Herbstzeit, Wanderzeit. Zu dumm, wenn eine Blase oder ein „Hühnerauge“ längere Wege zur Qual werden lassen und den Freizeitspaß verderben. Mit der richtigen Vorsorge und der passenden Pflege bleiben die Füße gut in Schuss!

Die neuen Schuhe mögen zwar schick oder sportlich aussehen, aber sitzen sie nicht perfekt am Fuß und drücken, gerät die Haut unter Druck und wird gegen die ungewohnte Belastung schon bald schmerzhaft protestieren.

Reibt der Schuh an Knöchel, Ferse oder Zeh, kann sich die oberste Hautschicht lösen. Es kommt zu einer akuten Entzündung, bei der sich unter der Haut vermehrt Gewebeflüssigkeit ansammelt. So jedenfalls erklärt die Kölner Hautärztin Dr. Anne Hundgeburth die Entstehung einer Blase.

„Die Hautschicht auf einer geschlossenen Blase nicht entfernen,“ rät die Dermatologin. Ansonsten drohe eine schmerzhafte Infektion. Allenfalls die Blase mit einer sauberen und desinfizierten (!) Nadel anpieksen und die Flüssigkeit vorsichtig ausdrücken. Danach ein Pflaster aufkleben, um die Blase vor Schmutz und weiterer Reibung zu schützen.

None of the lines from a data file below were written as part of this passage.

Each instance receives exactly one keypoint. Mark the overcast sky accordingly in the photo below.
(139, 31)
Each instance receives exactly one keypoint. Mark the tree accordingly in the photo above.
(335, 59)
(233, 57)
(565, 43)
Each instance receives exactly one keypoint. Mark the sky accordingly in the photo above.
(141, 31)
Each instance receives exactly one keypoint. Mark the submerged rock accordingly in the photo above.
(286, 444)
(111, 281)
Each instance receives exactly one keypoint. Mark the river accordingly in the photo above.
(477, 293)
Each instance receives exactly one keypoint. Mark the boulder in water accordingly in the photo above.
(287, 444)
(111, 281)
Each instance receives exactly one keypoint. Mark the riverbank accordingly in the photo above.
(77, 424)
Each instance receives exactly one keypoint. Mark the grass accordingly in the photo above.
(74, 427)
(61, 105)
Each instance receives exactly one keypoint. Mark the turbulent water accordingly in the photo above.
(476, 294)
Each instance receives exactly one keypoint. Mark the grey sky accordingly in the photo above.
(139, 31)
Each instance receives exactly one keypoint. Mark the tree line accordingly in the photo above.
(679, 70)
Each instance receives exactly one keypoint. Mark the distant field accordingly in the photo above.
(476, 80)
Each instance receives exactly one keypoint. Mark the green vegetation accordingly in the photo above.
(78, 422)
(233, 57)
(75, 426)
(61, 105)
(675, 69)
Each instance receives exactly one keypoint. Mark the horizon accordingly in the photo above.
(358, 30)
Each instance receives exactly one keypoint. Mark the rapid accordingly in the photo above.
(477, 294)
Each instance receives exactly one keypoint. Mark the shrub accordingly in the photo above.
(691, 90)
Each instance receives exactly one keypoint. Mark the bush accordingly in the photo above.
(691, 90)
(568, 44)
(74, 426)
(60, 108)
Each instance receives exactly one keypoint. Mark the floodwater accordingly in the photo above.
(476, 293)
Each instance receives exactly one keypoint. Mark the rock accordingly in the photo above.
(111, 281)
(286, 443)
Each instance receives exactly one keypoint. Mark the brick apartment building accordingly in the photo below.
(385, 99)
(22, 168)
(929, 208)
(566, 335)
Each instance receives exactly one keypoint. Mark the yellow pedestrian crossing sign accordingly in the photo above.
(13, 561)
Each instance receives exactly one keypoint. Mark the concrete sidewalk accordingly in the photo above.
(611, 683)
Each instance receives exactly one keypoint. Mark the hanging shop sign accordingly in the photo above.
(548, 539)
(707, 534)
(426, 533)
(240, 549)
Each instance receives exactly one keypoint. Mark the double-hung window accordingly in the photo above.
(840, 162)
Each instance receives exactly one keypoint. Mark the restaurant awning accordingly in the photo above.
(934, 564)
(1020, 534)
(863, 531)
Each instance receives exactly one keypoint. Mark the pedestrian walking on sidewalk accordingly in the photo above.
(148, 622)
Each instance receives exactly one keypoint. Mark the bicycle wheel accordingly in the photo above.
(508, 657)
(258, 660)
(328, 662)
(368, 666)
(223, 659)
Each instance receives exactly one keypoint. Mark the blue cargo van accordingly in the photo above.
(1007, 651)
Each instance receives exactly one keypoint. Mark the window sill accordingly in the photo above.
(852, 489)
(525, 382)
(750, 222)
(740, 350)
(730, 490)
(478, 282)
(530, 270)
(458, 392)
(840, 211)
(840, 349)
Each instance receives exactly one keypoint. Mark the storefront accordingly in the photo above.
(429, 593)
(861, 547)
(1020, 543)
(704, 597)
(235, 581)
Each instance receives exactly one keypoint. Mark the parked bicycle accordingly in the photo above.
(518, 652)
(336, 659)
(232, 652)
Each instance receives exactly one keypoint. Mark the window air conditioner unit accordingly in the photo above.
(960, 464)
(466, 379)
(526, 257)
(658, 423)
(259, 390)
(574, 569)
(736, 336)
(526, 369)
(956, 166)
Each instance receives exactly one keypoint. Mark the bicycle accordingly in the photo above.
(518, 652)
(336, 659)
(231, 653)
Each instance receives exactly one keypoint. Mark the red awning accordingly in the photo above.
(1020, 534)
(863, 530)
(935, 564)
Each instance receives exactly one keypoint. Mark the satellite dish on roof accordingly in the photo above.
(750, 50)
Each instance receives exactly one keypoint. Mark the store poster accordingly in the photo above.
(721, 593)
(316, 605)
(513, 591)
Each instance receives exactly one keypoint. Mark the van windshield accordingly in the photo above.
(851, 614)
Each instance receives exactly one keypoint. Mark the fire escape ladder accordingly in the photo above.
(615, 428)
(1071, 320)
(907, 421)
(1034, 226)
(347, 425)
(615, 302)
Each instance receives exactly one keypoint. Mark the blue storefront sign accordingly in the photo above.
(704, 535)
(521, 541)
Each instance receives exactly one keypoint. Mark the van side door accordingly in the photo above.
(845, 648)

Ist die Blase bereits aufgeplatzt, sollte die Wunde mit einer entsprechenden Salbe oder Lösung desinfiziert und lockere Haut entfernt werden. Spezielle Blasenpflaster unterstützen die Wundheilung. Bildet sich ein roter Hof oder tritt trübe Flüssigkeit aus, weist dies auf eine Infektion hin. Dann muss die Blase ärztlich versorgt werden.

Gegen eine anhaltende Druckbelastung in engen Schuhen oder bei Fehlstellungen des Fußes versucht sich die Haut zu schützen, indem sie eine verdickte Hornschicht bildet. Solche Schwielen treten vor allem am Ballen, an den Fersen und an den Außenkanten der Groß- und Kleinzehen auf.

„Damit die Hornhaut nicht spröde und rissig wird, sollten die Füße gut gepflegt werden“, empfiehlt Dr. Hundgeburth. Cremes beispielsweise mit Ammoniumlactat verbessern die Feuchtigkeitsbindung der Haut und halten die Hornhaut geschmeidig. Bei ausgeprägten Schwielen kann ein Präparat, das hoch konzentrierten Harnstoff oder Salizylsäure enthält, die Hornhaut aufweichen.

Verdickte Hornhaut lässt sich nach einem warmen Fußbad mit einem Bimsstein abtragen. Dabei vorsichtig arbeiten, um die Haut nicht zu verletzen und danach die Füße mit einer rückfettenden Pflege eincremen.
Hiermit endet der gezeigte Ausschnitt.